With the 1980s out of the way, the name Stefan Everts appeared on the scene and we all know how many titles he won. His first in 1991 he beat Bobby Moore, his second in 1995 he beat Marniqu Bervoets, then in 96 and 97 again Bervoets. His reign of supreme though came as we arrived with the new millennium, and in 2001 he beat Joel Smets, 2002 again Smets, 2003 Smets and Pichon, 2004 Pichon, 2005 Josh Coppins and 2006 Kevin Strijbos. Yes, riders like Smets, Pichon and even Bervoets were of the highest class, and “The King” handled them on every occasion. Everts won 101 GPs in his career.
Hidden in the midst of Everts title reigns you can’t forget three-time World champion Greg Albertyn, who beat Dave Strijbos in his first title in 1992, then beat Everts in 1993 and Everts again in 1994. Yes, the South African could have been the greatest, but moved to America and won himself an AMA 250 championship. In those three years of control, Albertyn only won 12 GPs, rather amazing considering he won three titles. In fact, he is the lowest in GP wins for somebody with three championships.
How about Alessio Chiodi, who won three World 125cc championships and beat Alex Puzar, David Vuillemin and Claudio Federici. Chiodi also won 26 Grand Prix's in his career.
While Everts was rushing through championships, his fellow Belgian Joel Smets was also making a name for himself, winning five championships, and while Smets didn’t always race the premier class, he did deserve every bit of success as he showed in his MXdN performances. Smets won his first in 1995 beating Trampas Parker, then beat Darryl King in 1997, King again in 1998, Bervoets in 2000 and finally Javier Vico Garcia in 2003. Marniqu Bervoets like Kurt Nicoll a decade before should have been crowned World champion in a career that deserved so much more. Smets won a stunning 57 GPs in his career.

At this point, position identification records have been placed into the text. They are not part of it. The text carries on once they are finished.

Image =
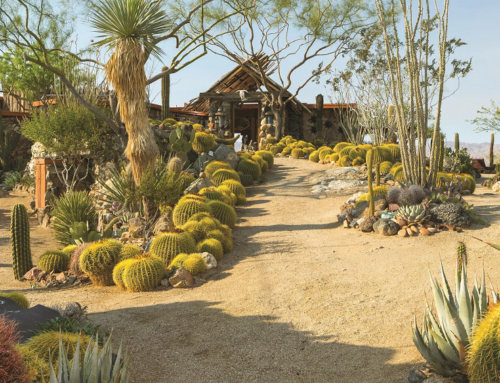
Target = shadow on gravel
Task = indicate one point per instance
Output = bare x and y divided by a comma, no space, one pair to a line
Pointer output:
197,342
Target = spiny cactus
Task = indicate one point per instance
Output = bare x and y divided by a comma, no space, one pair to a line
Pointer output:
213,166
223,212
99,259
203,142
53,261
238,189
144,273
19,299
369,164
246,180
194,263
249,166
186,208
118,272
222,175
129,251
266,156
483,357
212,246
168,245
227,243
20,238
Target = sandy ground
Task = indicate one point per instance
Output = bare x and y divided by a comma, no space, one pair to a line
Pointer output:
299,300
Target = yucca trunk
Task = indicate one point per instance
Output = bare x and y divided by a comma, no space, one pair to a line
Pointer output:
125,71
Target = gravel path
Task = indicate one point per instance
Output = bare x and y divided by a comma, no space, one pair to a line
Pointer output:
299,300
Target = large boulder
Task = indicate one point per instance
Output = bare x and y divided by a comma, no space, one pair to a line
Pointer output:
225,153
386,227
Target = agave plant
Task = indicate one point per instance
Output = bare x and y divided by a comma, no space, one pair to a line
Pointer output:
443,340
95,368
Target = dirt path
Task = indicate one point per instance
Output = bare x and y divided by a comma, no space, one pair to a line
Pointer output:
299,300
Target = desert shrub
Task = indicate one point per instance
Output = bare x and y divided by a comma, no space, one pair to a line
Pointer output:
69,209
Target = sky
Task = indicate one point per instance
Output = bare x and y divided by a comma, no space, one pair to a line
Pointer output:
475,22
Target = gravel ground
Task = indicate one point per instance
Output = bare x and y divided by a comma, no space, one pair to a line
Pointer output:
300,299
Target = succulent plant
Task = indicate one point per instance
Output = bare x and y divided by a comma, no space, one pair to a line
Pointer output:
19,299
20,238
144,273
194,263
223,212
212,246
222,175
129,251
118,272
213,166
187,207
266,156
203,142
238,189
53,261
483,357
99,259
227,243
168,245
443,340
412,215
90,366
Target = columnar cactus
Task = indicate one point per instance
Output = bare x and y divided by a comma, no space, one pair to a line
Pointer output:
20,238
369,163
165,95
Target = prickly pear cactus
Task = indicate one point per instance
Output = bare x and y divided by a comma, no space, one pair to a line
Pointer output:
20,238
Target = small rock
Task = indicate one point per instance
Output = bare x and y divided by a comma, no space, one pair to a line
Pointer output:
402,233
181,278
210,261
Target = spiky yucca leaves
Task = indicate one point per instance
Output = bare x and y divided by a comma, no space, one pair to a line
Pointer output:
194,263
203,142
227,243
223,212
266,156
314,156
231,197
213,166
444,339
20,239
74,263
238,189
483,357
168,245
19,298
129,251
128,27
212,246
70,208
382,154
187,207
246,180
222,175
45,346
325,152
53,260
99,259
144,273
385,167
177,261
249,166
343,161
118,272
341,145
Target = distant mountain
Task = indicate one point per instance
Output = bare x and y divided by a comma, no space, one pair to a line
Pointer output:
476,150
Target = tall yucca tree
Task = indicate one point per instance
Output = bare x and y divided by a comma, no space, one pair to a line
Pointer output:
127,28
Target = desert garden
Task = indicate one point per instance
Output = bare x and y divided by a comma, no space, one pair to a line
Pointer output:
246,236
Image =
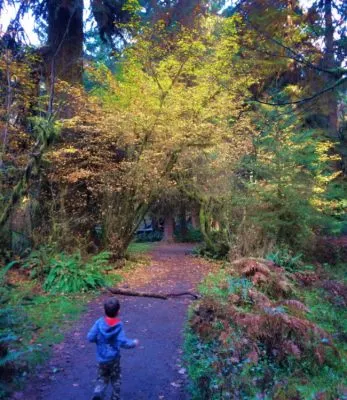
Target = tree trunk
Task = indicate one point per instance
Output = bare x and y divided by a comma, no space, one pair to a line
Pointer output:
183,221
329,63
195,219
65,40
168,228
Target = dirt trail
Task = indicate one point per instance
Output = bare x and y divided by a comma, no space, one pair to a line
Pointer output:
152,371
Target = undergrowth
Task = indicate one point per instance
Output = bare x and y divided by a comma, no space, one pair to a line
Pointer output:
257,334
40,297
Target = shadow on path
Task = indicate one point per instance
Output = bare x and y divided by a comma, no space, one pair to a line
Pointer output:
152,371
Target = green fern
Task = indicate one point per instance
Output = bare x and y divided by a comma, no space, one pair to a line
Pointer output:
69,274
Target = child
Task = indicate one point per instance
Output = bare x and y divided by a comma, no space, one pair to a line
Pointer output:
109,336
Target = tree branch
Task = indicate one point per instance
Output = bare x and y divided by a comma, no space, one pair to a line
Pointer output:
306,99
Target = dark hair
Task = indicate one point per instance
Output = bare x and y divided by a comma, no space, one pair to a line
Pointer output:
111,307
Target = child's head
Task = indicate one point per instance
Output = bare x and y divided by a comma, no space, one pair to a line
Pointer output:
111,307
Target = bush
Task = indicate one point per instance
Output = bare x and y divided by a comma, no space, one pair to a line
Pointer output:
285,258
246,341
69,274
192,236
37,262
9,320
155,236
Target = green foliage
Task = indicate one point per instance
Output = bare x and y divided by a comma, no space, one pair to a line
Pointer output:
191,236
139,248
240,342
69,274
37,262
155,236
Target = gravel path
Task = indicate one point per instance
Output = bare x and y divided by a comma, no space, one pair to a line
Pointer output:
152,371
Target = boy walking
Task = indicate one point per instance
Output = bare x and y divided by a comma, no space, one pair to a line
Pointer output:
109,336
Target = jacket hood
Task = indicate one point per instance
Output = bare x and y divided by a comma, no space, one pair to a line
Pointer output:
109,330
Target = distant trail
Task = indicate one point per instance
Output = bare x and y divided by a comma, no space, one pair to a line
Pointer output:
154,370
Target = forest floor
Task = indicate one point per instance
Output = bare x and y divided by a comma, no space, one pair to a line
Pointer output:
155,369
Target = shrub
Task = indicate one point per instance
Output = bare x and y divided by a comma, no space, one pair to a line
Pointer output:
68,273
38,261
285,258
245,341
191,236
155,236
9,320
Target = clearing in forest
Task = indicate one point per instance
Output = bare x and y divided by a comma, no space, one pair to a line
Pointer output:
152,371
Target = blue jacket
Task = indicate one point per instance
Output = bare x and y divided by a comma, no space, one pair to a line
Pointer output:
109,336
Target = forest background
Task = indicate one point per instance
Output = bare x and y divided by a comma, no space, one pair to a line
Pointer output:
235,113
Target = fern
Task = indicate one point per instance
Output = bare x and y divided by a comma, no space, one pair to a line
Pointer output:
69,274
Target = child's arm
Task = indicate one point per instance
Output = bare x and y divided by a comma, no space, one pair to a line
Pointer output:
92,334
125,342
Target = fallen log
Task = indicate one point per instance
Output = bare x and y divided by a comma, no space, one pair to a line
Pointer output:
166,296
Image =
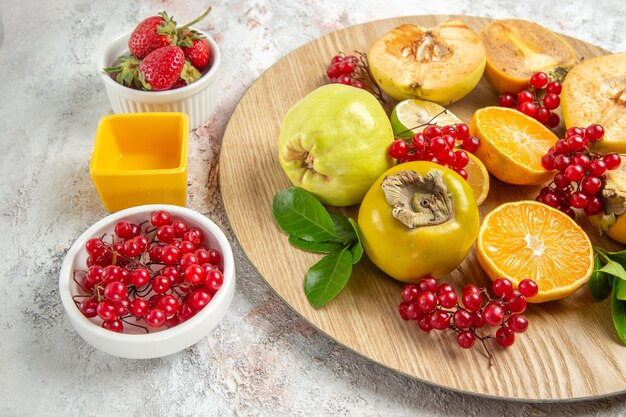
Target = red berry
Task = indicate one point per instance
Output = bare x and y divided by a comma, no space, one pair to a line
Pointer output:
471,144
597,167
505,337
553,121
516,302
494,314
538,80
502,287
576,143
594,206
574,131
525,97
551,101
170,254
195,274
426,301
106,310
591,185
466,339
518,323
160,218
114,325
160,284
594,132
472,300
214,279
582,160
612,161
138,307
155,318
169,304
574,173
528,288
432,131
462,131
528,108
547,161
561,162
543,115
199,298
398,149
579,199
447,299
440,320
553,87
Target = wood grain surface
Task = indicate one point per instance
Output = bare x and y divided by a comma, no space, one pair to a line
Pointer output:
570,350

As the Belgian veterans were battle for their legendary status, some little Italian kid was starting his. Antonio Cairoli won his first of nine in 2005 beating Andrew McFarlane, then beat Tommy Searle in 2007, Max Nagl in 2009, Clement Desalle in 2010, Steven Frossard in 2011, Desalle again in 2012 and 2013 and finally Jeffrey Herlings in 2017. Now, not the same list of second placed men as some of the other legends, but lets place Clement Desalle in the same basket as Kurt Nicoll and Marniqu Bervoets as a guy who should have won a World championship, and while that 2017 victory over Herlings is deserved, it was the season Herlings was injured, but then again, if we go into who was injured in seasons, every single legend would have question marks against his name. Cairoli has without question been the king of the last 15 years. Cairoli has won 89 GP wins in his career.
And suddenly we are into the present, and we come to a four-time World champion in Jeffrey Herlings. His first title came in 2012 when he beat Tommy Searle, then in 2013 he beat Jordi Tixier, he beat Jeremy Seewer in 2016 and his crowning glory until now was to beat Cairoli in 2018. Of course, the career of Herlings is a long way from being over and a victory over multiple champions Tim Gajser and Cairoli in 2020 would really skyrocket his legendary status. Herlings has 88 GP wins to his name so far and no doubt he will crack the 101 before his career is done.
Finally, the MXGP champion of present and a three-time World champion, Tim Gajser beat Pauls Jonass in 2015, Antonio Cairoli in 2016 and Seewer in 2019. His GP tally is 24 and climbing. Like Herlings, a victory in 2020 over Herlings and Cairoli will raise his legend to another level and a fourth World title.